In 2010, I pre-registered for the Center Camp Cafe art gallery and hung my abstract/cartoon/visionary paintings. And I drew caricatures as a rally point in the Kinetic Sculptures Race and Scavenger Hunt, drawing quick-sketch group portraits (five minutes or less) of the participants and their awesome muscle-powered art vehicles as a souvenir for them.
In 2011, I tried to maintain the habit of drawing caricatures as gifts for people, whenever I was waiting in line for something, like ice or coffee. It's a great ice-breaker, and takes little effort. In previous years, I had drawn them for people here and there, but this year I drew and gifted more than usual, maybe because I was often standing in line for crepes and artisanal coffee.
In 2012, I drew caricatures of staff and patrons at the French Quarter's Cafe Fin du Monde, and I painted an exit sign on an art car. I also brought out my cartoony palm frond masks to decorate our camp.

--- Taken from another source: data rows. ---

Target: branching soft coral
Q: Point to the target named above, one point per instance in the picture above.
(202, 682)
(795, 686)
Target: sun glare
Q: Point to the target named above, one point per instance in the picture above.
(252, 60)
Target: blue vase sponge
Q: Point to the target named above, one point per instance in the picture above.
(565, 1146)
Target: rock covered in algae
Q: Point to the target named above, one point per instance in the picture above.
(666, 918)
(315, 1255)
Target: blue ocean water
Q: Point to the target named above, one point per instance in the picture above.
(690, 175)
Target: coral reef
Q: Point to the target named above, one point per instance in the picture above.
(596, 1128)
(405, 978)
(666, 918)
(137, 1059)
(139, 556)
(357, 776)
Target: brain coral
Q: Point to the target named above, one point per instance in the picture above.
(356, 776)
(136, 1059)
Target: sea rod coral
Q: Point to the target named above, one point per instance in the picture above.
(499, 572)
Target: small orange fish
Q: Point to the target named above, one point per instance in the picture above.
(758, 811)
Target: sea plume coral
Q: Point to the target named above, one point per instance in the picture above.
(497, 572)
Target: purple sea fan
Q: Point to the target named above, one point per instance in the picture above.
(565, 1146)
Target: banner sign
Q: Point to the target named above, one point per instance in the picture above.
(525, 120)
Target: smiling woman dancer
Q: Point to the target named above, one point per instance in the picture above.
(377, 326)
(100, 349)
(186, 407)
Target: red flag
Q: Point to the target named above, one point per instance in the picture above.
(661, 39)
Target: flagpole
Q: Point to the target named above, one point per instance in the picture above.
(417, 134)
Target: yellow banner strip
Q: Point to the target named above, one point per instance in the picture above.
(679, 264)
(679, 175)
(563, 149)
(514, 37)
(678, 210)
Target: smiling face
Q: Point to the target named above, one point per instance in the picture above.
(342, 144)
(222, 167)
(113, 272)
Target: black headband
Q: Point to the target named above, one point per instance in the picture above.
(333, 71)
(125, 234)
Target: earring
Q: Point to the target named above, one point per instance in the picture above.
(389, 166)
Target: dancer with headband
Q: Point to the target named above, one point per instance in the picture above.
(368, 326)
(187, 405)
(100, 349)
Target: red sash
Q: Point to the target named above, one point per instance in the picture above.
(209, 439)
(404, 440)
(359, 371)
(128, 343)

This year, I am bringing out a brand new shrine decorated with cartoon scenes of my favorite camps, artworks, and experiences from my nine years of attending Burning Man. I am also hanging my vision watercolor paintings in the center camp. In addition to the masks I brought last year, I'm bringing a painting I made of Stimpy from an original drawing by Vincent Waller, one of the main artists who produced Ren and Stimpy, who had visited Cartoon Commune in 2007. Finally, I'm involved in Matt Melnicki's Get Lit(erary) Project, which aims to expand the medium of the written word at Burning Man. I submitted my recent cartoon artwork to appear as part of self-published 'zines, which will reside in a pair of artful book cabinets on the playa.